Critique
La raison du plus fort est toujours la meilleure. Nous allons le montrer tout à l’heure.
Mais que faire quand la raison du plus fort est occultée par la quête du sens de la vie ? C’est ce qu’essaye de trouver l’un des protagonistes du premier long métrage du réalisateur uruguayen Albaro Brechner.
Désirant prestige et argent, le dénommé « Prince » Orsini exploite machiavéliquement les capacités physiques exceptionnelles de son acolyte Jacob van Oppen.

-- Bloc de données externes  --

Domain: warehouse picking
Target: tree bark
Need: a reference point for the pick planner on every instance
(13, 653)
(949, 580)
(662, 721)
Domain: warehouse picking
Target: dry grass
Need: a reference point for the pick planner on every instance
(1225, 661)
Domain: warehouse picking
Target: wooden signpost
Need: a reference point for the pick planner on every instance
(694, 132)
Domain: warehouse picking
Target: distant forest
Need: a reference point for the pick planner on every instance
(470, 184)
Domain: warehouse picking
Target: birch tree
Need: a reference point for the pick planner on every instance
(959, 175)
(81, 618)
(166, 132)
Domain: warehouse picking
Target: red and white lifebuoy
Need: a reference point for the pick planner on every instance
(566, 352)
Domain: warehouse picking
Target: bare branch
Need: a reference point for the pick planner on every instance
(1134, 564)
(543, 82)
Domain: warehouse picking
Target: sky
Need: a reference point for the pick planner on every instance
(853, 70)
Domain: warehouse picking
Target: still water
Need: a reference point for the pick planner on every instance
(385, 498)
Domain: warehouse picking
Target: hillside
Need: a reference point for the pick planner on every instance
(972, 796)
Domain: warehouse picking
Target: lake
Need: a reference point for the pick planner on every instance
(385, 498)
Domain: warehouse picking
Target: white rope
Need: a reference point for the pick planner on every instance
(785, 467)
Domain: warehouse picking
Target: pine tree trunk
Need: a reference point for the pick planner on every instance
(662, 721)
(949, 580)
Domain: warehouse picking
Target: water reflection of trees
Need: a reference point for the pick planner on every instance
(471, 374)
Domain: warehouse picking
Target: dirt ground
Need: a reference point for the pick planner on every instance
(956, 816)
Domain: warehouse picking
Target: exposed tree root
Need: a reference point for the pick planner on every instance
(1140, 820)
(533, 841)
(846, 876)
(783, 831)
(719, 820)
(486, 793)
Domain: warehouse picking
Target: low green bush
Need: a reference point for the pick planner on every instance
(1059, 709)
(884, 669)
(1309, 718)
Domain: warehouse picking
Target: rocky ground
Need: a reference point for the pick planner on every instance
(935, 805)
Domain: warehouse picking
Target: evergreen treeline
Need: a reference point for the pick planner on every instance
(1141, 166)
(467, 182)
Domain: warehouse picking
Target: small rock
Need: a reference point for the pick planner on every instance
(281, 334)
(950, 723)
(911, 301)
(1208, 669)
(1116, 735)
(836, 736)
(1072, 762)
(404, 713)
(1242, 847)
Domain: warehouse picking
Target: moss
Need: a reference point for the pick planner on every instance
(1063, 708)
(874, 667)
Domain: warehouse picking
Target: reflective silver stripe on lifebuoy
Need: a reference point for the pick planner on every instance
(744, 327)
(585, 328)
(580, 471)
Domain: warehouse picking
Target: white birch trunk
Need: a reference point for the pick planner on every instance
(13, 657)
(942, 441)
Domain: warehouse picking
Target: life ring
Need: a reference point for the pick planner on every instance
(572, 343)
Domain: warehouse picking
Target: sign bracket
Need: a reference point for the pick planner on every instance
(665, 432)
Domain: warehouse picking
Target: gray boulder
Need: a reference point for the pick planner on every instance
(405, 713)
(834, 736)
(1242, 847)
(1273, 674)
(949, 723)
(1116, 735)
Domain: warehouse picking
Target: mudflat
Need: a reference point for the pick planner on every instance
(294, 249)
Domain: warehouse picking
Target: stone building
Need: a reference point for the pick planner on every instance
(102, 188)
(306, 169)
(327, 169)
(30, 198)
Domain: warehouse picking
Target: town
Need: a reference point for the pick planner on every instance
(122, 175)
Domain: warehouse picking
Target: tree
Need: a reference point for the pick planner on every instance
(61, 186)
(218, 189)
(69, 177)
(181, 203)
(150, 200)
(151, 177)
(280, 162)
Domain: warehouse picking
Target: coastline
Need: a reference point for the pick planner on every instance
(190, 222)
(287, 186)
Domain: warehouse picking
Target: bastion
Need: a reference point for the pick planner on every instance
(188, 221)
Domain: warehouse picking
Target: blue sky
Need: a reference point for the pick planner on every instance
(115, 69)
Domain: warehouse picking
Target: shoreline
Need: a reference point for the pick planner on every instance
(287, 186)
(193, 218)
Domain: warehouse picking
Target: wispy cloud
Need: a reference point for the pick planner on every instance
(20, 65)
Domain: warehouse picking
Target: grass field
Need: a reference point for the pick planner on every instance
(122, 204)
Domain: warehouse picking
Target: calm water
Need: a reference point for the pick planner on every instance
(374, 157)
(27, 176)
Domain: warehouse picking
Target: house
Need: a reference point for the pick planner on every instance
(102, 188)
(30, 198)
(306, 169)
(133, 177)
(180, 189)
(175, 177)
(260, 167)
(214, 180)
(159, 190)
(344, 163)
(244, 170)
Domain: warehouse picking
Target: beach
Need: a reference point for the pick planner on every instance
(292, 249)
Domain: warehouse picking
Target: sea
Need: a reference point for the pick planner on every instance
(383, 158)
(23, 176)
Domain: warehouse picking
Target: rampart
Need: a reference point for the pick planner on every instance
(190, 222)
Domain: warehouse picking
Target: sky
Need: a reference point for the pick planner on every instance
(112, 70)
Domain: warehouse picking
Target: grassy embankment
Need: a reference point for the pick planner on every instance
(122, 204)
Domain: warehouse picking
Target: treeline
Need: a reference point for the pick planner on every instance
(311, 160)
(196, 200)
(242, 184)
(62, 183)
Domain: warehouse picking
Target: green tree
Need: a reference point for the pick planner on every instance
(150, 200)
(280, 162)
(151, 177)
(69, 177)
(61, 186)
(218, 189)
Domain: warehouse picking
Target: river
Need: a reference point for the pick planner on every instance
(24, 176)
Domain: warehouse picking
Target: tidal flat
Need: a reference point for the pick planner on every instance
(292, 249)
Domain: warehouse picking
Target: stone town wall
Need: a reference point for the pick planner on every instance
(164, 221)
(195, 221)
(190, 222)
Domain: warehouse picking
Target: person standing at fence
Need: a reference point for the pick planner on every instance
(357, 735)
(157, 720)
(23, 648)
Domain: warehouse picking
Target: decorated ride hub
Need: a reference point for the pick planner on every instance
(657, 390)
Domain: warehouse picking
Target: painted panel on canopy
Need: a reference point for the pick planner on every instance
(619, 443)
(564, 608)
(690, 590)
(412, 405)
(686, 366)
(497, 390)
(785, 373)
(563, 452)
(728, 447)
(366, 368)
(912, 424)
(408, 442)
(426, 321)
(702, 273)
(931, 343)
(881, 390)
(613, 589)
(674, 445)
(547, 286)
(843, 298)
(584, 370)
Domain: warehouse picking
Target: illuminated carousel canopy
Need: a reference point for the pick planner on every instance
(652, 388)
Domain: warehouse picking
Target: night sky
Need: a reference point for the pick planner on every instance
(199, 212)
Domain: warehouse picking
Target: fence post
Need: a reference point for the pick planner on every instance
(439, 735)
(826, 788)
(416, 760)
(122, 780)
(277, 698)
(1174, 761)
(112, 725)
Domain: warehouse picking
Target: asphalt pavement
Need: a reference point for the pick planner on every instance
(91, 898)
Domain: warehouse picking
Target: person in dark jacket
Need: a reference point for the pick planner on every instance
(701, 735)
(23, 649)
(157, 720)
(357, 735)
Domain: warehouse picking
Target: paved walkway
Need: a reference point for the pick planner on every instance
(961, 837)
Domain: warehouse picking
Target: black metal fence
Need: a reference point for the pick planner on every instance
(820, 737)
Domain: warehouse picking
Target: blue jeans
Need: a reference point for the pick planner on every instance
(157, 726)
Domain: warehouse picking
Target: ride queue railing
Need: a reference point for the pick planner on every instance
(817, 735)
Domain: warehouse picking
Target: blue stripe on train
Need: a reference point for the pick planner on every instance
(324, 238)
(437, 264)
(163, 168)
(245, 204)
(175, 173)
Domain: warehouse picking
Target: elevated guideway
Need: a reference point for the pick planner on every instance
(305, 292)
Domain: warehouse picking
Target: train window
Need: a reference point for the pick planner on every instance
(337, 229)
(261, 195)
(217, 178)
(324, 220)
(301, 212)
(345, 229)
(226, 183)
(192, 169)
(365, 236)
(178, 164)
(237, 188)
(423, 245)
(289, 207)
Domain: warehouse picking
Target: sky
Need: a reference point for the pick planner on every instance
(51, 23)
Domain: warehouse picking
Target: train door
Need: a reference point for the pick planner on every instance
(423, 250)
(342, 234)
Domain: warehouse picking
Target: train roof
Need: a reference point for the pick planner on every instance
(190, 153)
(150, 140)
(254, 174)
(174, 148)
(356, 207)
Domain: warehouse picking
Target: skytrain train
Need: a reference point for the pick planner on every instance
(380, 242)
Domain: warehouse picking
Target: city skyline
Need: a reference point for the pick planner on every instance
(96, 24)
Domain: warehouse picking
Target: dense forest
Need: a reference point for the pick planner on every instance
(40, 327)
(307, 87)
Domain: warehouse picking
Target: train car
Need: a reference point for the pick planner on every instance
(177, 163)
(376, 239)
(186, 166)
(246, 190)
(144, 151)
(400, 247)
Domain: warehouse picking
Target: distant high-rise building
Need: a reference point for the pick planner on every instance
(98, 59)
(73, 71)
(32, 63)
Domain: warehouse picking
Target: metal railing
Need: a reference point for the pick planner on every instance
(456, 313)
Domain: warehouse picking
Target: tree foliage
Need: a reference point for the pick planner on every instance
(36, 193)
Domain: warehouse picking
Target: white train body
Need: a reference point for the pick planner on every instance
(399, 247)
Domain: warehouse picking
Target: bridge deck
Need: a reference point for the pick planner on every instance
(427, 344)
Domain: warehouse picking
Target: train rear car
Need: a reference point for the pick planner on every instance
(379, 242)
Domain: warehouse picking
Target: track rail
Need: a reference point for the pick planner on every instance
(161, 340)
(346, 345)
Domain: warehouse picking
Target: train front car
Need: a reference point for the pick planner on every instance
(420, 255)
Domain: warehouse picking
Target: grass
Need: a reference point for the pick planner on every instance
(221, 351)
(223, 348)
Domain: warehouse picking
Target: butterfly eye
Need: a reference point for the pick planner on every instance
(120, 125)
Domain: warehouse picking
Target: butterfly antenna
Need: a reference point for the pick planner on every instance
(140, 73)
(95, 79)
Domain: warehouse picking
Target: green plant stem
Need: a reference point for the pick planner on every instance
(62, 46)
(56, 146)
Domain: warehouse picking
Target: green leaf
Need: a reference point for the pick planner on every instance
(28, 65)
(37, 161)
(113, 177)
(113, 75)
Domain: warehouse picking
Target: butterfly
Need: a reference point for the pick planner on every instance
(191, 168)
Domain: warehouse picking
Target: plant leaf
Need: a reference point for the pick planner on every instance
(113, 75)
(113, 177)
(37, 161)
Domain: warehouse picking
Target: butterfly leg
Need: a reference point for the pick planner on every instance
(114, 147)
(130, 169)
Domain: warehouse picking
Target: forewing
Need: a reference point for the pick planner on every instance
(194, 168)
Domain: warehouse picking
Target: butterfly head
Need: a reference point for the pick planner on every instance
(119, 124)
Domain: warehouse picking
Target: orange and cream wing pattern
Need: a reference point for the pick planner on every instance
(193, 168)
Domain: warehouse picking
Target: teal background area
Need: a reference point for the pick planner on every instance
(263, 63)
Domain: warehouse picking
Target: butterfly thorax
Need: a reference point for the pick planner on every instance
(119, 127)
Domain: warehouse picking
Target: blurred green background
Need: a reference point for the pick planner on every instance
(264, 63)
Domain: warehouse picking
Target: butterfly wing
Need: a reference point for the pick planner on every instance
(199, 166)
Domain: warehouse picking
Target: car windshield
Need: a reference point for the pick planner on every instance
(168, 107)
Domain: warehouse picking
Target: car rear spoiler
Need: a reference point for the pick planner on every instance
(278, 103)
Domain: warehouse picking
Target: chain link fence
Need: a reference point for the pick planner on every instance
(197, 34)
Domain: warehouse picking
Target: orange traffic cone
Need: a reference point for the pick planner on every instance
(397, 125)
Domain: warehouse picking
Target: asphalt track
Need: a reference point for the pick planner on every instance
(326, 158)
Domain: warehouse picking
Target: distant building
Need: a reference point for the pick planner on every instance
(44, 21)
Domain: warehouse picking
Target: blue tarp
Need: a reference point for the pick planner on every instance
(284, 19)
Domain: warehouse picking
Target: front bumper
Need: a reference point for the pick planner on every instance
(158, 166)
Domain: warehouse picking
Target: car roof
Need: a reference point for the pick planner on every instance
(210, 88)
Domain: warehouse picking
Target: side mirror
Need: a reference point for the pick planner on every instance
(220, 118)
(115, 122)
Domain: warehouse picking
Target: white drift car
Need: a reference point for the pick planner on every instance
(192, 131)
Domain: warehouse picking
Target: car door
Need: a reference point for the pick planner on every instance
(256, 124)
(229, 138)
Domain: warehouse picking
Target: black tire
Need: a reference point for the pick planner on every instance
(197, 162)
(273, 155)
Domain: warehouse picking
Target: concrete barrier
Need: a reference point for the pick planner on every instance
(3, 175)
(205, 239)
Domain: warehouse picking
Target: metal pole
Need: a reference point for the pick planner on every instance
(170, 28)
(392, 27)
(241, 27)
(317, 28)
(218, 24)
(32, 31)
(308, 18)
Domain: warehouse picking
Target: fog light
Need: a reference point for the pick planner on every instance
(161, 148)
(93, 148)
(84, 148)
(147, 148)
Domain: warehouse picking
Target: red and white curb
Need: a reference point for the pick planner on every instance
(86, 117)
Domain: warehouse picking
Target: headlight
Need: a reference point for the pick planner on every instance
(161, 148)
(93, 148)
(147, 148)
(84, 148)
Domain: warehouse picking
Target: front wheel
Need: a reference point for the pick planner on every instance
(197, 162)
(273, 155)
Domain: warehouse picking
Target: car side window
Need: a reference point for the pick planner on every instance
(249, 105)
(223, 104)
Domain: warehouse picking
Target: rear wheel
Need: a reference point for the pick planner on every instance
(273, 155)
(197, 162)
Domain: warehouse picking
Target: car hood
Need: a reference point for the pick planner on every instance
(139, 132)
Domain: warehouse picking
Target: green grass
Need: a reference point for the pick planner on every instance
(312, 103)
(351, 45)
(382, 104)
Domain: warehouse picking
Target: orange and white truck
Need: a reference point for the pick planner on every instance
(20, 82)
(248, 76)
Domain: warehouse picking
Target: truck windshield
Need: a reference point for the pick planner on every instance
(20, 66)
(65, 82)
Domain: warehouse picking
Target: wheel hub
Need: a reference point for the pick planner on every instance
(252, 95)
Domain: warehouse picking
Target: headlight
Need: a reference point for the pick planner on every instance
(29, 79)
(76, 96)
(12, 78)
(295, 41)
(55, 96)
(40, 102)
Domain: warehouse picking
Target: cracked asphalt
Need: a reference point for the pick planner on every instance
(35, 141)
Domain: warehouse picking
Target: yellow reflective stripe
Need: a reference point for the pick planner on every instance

Ce dernier n’aspire pourtant qu’à s’extirper du statut de lutteur professionnel titanesque qui régit sa vie. Larmes de désespoir, larmes de mélancolie, larmes d’incertitude. L’émotion le submerge à tout moment, aussi bien face à une fresque religieuse que devant un film à l’eau de rose ou une douce mélodie.
Emotion qui atteint également le spectateur, touché profondément par la disparité frappante entre contenant et contenu : une enveloppe de muscles tient prisonnière une âme à la sensibilité exacerbée, exaltée par une musique exprimant la solitude et le (dés)espoir.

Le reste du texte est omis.